The longline is the hardest shot, and you require a high degree of mastery and concentration to execute it well, but in many circumstances it can be your best weapon.

Normally the choice of character should be made according to your play style, but you can break the mold and take away the satisfaction of playing as Lendl and attack the net to Becker before he does! 🙂 Watch how in this 8 second mini-video:

YouTube video

How can you play it

Final Match Tennis is a game released by Human Entertainment in 1991 for the PC Engine console. Excluding you sell a kidney to buy consoles and CD-ROM on the second-hand market, you have 2 options to play it:

  1. On your PC/tablet/smartphone using an emulator like Retroarch with Final Match Tennis ROM. This is only legal if you own an original copy of the game blah blah blah.
  2. Via browser with an online emulator, such as RetroGames.

In both cases you can save your games several times to be able to resume them later, maybe you want to take a break between the French Open and the Wimbledon during a Grand Slam 🙂

If you want to raise the level of the AI challenge you can activate the cheat mode: hold Select + II, then press Right Arrow 10 times and Left Arrow 4 times in the title screen.
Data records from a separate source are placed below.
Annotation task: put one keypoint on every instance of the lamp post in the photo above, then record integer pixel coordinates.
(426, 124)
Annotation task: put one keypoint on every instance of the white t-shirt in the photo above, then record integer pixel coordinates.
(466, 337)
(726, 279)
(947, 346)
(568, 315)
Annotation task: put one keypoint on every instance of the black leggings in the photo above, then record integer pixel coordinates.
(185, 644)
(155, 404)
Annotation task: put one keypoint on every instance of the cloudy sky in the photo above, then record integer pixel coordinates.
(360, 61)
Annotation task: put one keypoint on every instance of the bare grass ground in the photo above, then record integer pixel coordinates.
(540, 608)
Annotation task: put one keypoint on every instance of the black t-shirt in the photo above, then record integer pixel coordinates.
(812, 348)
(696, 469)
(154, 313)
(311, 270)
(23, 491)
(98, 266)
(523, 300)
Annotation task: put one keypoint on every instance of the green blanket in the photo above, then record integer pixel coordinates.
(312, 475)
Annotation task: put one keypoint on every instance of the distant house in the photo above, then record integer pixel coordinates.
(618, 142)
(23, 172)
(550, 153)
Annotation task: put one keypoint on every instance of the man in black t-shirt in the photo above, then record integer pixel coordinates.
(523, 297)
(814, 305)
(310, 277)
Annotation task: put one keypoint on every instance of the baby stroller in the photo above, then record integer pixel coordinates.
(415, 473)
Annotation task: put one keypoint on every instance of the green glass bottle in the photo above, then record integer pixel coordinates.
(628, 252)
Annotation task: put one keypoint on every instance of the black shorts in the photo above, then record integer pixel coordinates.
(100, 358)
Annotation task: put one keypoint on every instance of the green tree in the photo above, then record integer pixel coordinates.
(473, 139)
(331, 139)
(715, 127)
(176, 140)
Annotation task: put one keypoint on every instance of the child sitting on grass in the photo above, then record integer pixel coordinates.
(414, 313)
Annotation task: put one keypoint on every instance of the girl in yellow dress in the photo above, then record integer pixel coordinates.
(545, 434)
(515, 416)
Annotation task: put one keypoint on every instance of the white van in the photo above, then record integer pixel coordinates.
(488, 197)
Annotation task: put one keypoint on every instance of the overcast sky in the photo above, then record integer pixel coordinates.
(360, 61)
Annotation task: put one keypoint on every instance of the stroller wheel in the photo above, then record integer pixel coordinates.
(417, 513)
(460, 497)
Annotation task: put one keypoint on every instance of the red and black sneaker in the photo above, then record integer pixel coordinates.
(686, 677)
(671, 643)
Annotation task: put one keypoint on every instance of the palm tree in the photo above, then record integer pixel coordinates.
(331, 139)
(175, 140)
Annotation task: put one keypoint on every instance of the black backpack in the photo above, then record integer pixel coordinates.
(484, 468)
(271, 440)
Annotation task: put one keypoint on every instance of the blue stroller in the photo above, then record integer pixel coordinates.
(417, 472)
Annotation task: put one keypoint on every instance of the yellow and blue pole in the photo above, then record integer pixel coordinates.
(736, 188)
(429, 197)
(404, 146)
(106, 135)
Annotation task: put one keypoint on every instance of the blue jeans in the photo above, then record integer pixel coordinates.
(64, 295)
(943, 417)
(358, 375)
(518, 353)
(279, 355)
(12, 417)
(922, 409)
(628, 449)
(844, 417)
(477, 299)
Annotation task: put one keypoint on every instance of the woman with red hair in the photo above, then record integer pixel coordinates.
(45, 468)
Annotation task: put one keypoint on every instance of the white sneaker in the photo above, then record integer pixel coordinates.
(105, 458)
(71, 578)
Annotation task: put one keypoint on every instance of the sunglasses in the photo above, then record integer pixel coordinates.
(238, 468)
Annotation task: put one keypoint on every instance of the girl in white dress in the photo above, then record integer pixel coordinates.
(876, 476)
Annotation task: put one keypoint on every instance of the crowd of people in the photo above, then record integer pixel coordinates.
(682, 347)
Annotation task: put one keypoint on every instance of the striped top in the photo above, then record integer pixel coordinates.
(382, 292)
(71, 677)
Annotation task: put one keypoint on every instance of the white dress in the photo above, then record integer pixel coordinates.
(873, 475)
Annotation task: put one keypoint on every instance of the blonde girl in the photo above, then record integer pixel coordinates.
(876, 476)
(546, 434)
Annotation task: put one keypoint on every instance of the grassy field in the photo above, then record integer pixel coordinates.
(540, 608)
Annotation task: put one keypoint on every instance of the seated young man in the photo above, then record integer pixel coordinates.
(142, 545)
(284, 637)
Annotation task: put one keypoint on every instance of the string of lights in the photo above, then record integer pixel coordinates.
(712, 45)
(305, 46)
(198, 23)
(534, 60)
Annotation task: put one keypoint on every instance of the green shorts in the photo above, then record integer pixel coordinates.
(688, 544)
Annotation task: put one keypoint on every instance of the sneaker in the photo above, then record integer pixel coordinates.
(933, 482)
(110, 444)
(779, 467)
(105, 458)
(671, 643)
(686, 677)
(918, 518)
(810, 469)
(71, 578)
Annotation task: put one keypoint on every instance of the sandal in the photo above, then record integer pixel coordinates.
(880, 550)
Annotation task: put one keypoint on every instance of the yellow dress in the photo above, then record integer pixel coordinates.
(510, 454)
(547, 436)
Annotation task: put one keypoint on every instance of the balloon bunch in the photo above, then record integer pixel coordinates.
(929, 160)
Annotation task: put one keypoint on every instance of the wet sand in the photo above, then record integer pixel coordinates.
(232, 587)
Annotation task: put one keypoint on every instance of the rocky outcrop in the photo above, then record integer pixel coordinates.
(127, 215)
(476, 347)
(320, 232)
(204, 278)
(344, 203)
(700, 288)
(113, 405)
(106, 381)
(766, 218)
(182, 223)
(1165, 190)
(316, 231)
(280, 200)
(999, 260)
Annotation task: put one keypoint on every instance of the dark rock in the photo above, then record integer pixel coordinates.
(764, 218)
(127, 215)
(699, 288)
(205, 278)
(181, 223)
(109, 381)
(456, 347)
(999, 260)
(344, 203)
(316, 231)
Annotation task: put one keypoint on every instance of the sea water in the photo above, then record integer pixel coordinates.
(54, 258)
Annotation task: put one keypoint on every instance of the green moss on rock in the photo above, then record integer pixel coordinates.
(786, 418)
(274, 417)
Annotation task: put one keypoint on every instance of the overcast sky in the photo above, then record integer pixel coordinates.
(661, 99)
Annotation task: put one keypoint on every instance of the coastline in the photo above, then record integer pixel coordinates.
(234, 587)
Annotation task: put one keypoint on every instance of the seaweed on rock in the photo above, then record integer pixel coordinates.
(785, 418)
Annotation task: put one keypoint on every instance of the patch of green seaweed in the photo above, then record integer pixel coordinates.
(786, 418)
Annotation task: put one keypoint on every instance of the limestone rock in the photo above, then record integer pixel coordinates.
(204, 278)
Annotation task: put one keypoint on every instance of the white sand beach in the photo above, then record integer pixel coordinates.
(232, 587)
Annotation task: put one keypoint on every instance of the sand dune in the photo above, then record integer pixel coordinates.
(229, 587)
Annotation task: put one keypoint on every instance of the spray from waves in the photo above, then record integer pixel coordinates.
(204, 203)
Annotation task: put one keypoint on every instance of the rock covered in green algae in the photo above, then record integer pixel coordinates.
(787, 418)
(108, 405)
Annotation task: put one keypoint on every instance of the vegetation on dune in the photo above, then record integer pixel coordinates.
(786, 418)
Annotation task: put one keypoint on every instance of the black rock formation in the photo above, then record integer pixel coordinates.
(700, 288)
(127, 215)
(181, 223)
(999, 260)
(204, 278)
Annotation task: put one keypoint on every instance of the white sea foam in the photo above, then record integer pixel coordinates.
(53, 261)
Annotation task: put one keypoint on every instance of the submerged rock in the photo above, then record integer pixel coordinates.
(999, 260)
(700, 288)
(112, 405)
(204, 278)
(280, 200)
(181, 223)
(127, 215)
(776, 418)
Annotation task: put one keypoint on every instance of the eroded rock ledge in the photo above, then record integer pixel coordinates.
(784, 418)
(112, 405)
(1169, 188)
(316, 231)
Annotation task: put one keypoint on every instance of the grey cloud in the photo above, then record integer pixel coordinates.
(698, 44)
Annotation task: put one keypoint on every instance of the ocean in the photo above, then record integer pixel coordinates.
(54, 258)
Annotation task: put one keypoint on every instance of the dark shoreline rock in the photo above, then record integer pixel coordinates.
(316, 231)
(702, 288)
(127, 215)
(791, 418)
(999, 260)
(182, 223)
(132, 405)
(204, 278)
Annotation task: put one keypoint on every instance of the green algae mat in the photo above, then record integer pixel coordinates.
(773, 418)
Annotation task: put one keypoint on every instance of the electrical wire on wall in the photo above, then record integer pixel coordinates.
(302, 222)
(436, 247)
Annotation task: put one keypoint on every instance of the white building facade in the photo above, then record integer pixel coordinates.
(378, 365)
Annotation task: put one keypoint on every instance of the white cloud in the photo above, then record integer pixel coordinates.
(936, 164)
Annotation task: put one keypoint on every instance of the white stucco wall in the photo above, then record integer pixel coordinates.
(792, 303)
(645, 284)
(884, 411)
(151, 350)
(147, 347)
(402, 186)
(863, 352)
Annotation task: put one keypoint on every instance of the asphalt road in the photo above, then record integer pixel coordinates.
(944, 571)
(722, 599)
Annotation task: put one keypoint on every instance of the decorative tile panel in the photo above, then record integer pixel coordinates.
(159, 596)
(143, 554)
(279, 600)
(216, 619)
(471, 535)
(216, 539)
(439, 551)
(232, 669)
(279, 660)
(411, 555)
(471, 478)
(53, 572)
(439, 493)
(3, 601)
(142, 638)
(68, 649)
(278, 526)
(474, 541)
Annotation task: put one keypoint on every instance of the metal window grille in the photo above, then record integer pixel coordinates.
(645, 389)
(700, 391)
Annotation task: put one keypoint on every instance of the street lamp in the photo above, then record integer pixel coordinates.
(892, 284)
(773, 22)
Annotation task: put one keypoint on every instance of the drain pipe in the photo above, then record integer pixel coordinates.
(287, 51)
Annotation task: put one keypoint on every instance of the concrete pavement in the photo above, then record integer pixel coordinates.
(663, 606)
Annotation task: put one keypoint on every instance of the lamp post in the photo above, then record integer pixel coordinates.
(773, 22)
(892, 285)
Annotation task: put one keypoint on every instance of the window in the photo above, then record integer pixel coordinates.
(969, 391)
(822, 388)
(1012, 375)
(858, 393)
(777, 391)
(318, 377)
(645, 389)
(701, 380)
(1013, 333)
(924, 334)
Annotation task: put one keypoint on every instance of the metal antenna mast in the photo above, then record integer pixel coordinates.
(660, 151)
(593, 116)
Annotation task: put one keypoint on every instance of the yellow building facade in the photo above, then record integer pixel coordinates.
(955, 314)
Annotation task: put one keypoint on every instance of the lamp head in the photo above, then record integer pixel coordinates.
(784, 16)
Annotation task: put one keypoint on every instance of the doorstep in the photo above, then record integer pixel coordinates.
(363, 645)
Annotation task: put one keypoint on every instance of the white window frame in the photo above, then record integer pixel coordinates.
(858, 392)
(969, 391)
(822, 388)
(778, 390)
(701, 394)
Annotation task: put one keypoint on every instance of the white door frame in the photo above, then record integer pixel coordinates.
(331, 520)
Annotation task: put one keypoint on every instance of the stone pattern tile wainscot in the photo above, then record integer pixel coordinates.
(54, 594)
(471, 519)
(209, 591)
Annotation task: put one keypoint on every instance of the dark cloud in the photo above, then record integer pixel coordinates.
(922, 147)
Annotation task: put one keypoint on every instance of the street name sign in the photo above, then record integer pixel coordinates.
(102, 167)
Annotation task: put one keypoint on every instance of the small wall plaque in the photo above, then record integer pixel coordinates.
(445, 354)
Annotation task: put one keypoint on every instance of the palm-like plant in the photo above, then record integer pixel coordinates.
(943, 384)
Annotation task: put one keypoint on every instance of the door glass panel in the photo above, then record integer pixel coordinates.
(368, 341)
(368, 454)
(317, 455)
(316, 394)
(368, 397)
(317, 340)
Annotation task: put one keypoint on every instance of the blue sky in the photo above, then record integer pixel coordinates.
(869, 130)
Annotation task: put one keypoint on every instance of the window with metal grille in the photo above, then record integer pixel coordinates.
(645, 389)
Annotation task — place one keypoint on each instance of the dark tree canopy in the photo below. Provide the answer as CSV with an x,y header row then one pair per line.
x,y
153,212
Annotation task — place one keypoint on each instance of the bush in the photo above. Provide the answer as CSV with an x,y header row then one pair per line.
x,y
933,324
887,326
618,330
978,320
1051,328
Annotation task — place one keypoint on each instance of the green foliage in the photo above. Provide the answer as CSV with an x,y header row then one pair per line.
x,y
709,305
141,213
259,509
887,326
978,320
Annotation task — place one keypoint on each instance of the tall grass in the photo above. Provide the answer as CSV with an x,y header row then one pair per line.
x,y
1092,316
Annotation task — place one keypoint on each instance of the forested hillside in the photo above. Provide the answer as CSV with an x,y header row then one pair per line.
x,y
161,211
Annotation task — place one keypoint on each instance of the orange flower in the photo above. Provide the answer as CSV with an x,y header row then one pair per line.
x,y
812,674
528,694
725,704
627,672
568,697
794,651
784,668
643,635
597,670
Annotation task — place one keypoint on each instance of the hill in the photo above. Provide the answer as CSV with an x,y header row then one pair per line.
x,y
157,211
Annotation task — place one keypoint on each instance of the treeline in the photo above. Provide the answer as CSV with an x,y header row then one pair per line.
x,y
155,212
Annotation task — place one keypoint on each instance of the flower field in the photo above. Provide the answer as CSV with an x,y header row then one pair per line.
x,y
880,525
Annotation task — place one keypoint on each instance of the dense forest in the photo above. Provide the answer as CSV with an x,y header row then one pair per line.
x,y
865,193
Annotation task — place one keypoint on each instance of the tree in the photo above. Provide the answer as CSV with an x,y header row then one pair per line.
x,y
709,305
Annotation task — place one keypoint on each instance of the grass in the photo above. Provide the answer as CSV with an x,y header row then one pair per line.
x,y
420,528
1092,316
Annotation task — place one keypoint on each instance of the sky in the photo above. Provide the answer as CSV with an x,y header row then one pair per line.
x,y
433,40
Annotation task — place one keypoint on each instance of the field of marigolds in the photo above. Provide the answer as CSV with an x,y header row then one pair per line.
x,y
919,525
This gives you access to a screen where you can choose from 5 extra difficulty levels.

Closing Words

Retrogaming is often inspired by nostalgia or the desire to recover “skipped” gaming experiences, but in the case of Final Match Tennis there is also and above all something else. It has aged very well, and the pleasure of playing it has endured intact over the decades. This only applies to a few masterpieces of video game art.